In a phone interview from London, Ortalo-Magné said the ambition is to place women in leadership positions around the world, including in the UAE.
He conceded “the march” towards the goal is long, but remains confident the “winds of change” are blowing in the right direction, in the UAE and globally, when it comes to gender parity in graduate business studies and the workplace.
And a recent development has lent key support towards that march.
‘Generous gift’
In September, LBS announced it has received £3.69 million (around Dh17.14 million) from the Laidlaw Foundation to advance women in business.
LBS said the creation of the ‘Laidlaw Women’s Leadership Fund’ strengthens the School’s ambition of moving towards 51 per cent female representation across LBS’s degree programmes, in particular the number of women from socio-economically diverse backgrounds.
Ortalo-Magné told Gulf News the “generous gift” will allow women “who would not normally think of accessing world-class business education, because of the cost”, to now enrol.
Graduate business schools are expensive; tuition fees for the 2019 intake for MBA at LBS, for example, were listed at £82,000 (around Dh380,975).
The Fund will support 20 outstanding female scholars per year, for three years, in the MBA, Executive MBA and Masters in Management programmes. Ortalo-Magné said he is positive the candidates will include women from the UAE and the Arab world.

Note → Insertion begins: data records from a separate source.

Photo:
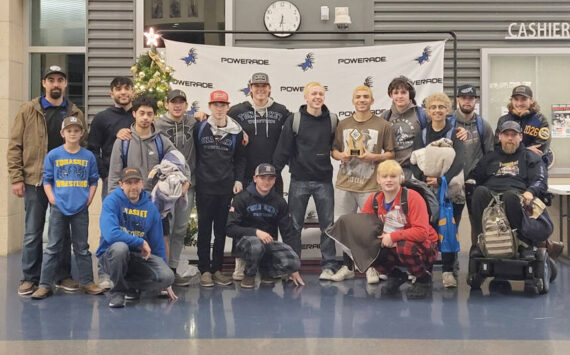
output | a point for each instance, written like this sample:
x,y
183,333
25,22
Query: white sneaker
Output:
x,y
372,276
344,273
449,280
239,272
327,274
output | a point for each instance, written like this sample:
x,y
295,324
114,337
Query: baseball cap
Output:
x,y
219,96
70,121
131,173
522,90
54,69
172,94
265,169
467,90
259,78
511,125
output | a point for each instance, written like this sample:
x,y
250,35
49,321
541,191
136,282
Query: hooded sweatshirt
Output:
x,y
473,147
103,132
130,223
180,134
142,154
263,125
220,156
405,125
308,151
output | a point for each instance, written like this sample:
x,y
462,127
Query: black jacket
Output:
x,y
251,211
521,171
308,152
263,129
103,132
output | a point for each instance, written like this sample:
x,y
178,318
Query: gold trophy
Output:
x,y
355,144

“We definitely want to increase the proportion of women within our Dubai Executive MBA and the gift will be one of the way that helps us, that complements, actually, some of the generous support we’re getting from alumni in the region,” he added.
Ortalo-Magné said women in some Dubai programmes of LBS represent only 19 per cent of students, in part because the Executive MBA women are in their mid-30s or early 40s.

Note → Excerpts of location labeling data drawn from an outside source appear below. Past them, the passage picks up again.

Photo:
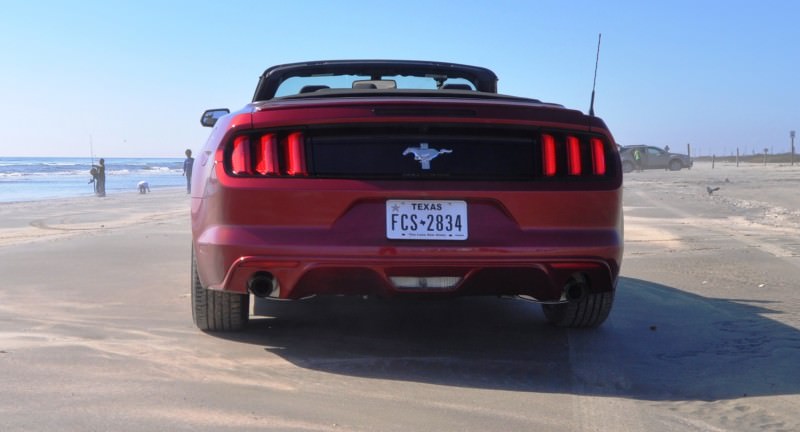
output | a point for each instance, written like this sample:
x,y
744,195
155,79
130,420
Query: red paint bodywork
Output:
x,y
328,236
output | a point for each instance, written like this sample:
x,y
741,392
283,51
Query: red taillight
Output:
x,y
598,156
240,156
267,155
573,156
548,155
295,155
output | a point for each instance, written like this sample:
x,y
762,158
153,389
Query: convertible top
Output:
x,y
483,79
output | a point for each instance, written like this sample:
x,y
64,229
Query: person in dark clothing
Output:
x,y
99,176
187,170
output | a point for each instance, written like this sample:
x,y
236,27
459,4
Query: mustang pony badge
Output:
x,y
424,154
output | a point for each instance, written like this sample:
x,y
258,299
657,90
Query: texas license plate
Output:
x,y
426,220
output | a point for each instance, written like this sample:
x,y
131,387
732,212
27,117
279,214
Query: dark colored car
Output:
x,y
403,178
653,158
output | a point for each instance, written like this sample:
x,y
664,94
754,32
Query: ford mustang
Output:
x,y
403,178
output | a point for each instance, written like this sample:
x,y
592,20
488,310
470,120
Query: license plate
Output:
x,y
426,220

“We want to be much higher than that [level of female representation]. At the very least, it should be 40 per cent, but across the School, I’m hoping that one day we will reach gender parity here.”
And he sees “no reason why” the ambition cannot be achieved. In fact, LBS, in its Masters in Management, this year reached 51 per cent female representation.

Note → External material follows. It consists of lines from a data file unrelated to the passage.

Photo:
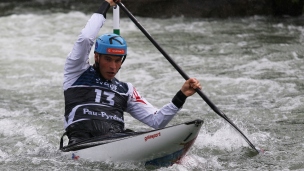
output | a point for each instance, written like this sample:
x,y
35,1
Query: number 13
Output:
x,y
110,96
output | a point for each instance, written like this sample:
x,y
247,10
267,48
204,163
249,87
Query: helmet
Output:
x,y
111,44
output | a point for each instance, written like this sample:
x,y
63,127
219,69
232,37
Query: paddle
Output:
x,y
183,74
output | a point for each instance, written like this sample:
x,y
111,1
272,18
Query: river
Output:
x,y
251,68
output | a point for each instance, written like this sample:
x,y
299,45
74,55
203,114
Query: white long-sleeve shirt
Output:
x,y
89,96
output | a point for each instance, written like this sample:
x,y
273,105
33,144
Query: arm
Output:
x,y
142,110
78,59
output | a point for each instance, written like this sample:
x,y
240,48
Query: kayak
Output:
x,y
156,148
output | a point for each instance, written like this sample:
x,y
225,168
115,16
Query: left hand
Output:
x,y
189,87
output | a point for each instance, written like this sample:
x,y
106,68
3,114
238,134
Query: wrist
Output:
x,y
103,9
179,99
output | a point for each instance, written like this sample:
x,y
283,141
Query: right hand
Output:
x,y
112,2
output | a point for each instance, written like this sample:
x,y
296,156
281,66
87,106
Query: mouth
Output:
x,y
111,74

“There are qualified women out there, including in the UAE and the broader region in the Middle East. There is a real wind of change in the government efforts, for example, to promote more women in the position of leadership and we want to support those winds of change,” Ortalo-Magné said.
Glass ceiling
But women at the workplace sometimes hit a glass ceiling on their way up the corporate ladder. Lord Laidlaw, Chairman, Laidlaw Foundation, said in a media release: “Unfortunately, many women reach a glass ceiling, particularly in the corporate world. I am deeply committed to helping more of them break that glass ceiling through expanding access to top business education.”
Ortalo-Magné told Gulf News awareness of the issue has improved.
“If you look over the past 10 years at the kind of research that our faculty have done, it has demonstrated that it’s not enough to simply blame women for ‘not being driven or motivated enough’.
Level playing field
“We now fully understand that the context that we [as a society] set up within the workplace tend to favour men – and women have internalised that. So we understand the context for hiring, the context for working day-to-day, the context for promotions, for work-life balance – they favour men.
He added: “The awareness is there. I think there’s still a long way to go before we correct what we’ve created and before women can feel that we’ve levelled the playing field. But it’s a great first step that the awareness is there. Many organisations, us included, are making efforts to correct the issues that we’ve created over so many years.”